I'll talk a little bit about what's happening on the ground in the refugee camps. According to the UNHCR, there are about 261,114 recognized refugees. The numbers within the refugee camps are fluid. Turkey has 96,000, Jordan has 58,000, Lebanon has 65,000, Iraq has 40,000 people. There are over 50,000 Syrians waiting at the borders to be admitted into other countries, but they cannot leave because they are undocumented.
Jordan's figures are not accurate because people are drifting in and out of the camps. In Lebanon the numbers aren't accurate because a lot of the bordering towns in Lebanon are absorbing a lot of refugees, so they're not accounted for. The number in Lebanon is closer to 100,000.
There are also makeshift refugee sites at the border of Jordan and Syria where 10,000 people live in absolute squalor. I saw a picture the other day of three little babies covered in flies, no diapers, shirts dirty, drinking God knows what, eating God knows what.
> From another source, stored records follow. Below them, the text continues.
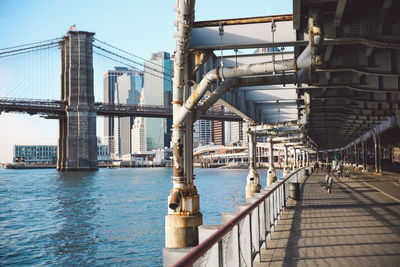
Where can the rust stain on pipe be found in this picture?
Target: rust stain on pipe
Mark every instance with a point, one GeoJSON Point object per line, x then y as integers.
{"type": "Point", "coordinates": [175, 199]}
{"type": "Point", "coordinates": [210, 23]}
{"type": "Point", "coordinates": [178, 154]}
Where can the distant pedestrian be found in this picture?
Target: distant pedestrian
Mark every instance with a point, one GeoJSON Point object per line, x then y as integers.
{"type": "Point", "coordinates": [341, 169]}
{"type": "Point", "coordinates": [316, 166]}
{"type": "Point", "coordinates": [328, 168]}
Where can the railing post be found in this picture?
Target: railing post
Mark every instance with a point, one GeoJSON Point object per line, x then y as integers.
{"type": "Point", "coordinates": [220, 254]}
{"type": "Point", "coordinates": [239, 252]}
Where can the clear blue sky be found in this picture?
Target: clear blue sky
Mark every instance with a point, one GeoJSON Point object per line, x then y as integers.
{"type": "Point", "coordinates": [140, 27]}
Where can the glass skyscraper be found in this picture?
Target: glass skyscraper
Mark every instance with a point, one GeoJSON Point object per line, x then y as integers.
{"type": "Point", "coordinates": [127, 91]}
{"type": "Point", "coordinates": [158, 91]}
{"type": "Point", "coordinates": [109, 81]}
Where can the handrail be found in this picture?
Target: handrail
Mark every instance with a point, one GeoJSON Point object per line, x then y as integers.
{"type": "Point", "coordinates": [194, 254]}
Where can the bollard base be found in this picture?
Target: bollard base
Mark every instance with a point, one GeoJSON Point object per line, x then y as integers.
{"type": "Point", "coordinates": [286, 171]}
{"type": "Point", "coordinates": [182, 230]}
{"type": "Point", "coordinates": [251, 189]}
{"type": "Point", "coordinates": [271, 179]}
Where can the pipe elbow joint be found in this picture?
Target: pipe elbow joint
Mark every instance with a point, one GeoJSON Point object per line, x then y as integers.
{"type": "Point", "coordinates": [175, 199]}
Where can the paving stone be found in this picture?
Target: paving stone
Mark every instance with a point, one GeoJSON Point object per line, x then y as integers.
{"type": "Point", "coordinates": [355, 225]}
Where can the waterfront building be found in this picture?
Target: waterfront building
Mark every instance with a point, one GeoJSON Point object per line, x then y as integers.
{"type": "Point", "coordinates": [34, 154]}
{"type": "Point", "coordinates": [126, 90]}
{"type": "Point", "coordinates": [109, 81]}
{"type": "Point", "coordinates": [238, 132]}
{"type": "Point", "coordinates": [47, 154]}
{"type": "Point", "coordinates": [158, 91]}
{"type": "Point", "coordinates": [217, 134]}
{"type": "Point", "coordinates": [201, 133]}
{"type": "Point", "coordinates": [138, 136]}
{"type": "Point", "coordinates": [227, 133]}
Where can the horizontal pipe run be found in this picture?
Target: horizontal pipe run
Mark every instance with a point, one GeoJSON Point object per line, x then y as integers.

It's hard to imagine. These people are not allowed to get through to Jordan as they're undocumented and don't have the proper papers to cross.
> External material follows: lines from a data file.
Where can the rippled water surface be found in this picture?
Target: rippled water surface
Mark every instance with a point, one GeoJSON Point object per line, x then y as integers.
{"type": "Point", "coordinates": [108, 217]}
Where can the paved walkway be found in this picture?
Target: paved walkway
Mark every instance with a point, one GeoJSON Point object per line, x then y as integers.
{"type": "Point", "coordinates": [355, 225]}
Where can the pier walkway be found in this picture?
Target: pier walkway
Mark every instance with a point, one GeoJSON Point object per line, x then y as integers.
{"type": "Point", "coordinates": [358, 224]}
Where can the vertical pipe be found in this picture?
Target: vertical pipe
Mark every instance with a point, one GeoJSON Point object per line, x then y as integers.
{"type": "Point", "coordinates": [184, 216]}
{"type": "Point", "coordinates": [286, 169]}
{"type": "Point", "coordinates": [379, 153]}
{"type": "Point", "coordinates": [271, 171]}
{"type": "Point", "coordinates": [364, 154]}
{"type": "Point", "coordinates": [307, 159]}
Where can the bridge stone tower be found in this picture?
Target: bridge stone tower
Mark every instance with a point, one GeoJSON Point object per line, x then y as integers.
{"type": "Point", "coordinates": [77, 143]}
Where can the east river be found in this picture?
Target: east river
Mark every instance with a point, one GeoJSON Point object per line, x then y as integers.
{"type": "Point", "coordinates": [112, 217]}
The most important objective at this point, and what the Turkish representative was speaking about before, is that the winter is coming. We're trying to get enough clothes and warm blankets for the people to survive the winter in the refugee camps. A lot of the American and Canadian groups who support the Syrian refugees are focusing on getting the blankets and warm clothing to the camps, but food is also very limited; it's scarce.
One very disappointing and horrible story that's coming out of the Zaatari camps in Jordan is that there are reports of young women being sold, young girls actually, for the equivalent of $20 Canadian, to be wives for older men. This was happening online. It's incredible. It wasn't stopped early on, so a lot of girls were sold off. A lot of these girls don't have fathers, as they've died in the civil war and this war, or they were fighting.
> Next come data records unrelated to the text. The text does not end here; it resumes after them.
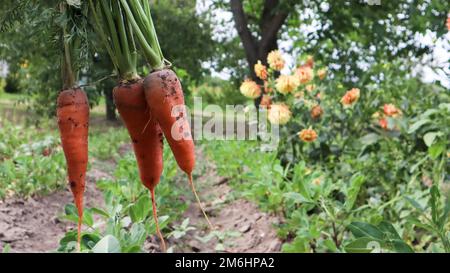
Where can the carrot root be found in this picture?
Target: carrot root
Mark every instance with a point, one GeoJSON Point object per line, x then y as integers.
{"type": "Point", "coordinates": [155, 217]}
{"type": "Point", "coordinates": [79, 204]}
{"type": "Point", "coordinates": [199, 202]}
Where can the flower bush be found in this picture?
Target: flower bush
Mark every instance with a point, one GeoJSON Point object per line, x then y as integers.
{"type": "Point", "coordinates": [370, 155]}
Other refugees are going into Egypt. They're not, of course, recognized by the United Nations. There are no official refugee camps in Egypt, but there are people who are trying to absorb them as well.
I was speaking to a representative a couple of days ago and she says things are looking grim. People have come with very little money, very little food, nothing, and are trying to get jobs in Egypt. In Egypt, a job is actually hard to come by to begin with. Supplies are short and winter is coming.
On the ground, between the militarization and peacefulness, the grassroots movements are still fighting for freedom, which started in the streets of Syria. This Syrian fight for freedom adds a new chapter to enrich the history of humanity, a unique chapter like no other, so colourful with slogans of freedom and dignity, and these are the people who are protesting on the ground. With all of this, you still have people going out and protesting for their freedom.
For the past 19 months, Syrians continue to take to the streets, despite the desperate attempts of the regime to crush and repress these peaceful demonstrations by shelling civilians with its warplanes. But Syrians insist on continuing their eternal fight for freedom and survival, to build a future full of hope and victory, to say tomorrow is ours, through 405 demonstrations that the local coordinating committee documented last Friday, on October 12.
With all of what we've heard, the people of Syria are still fighting for their freedom, and we need to help them get there.
I'm going to stop now and defer to Faisal at this point. If there is any more time, I can finish what I want to say.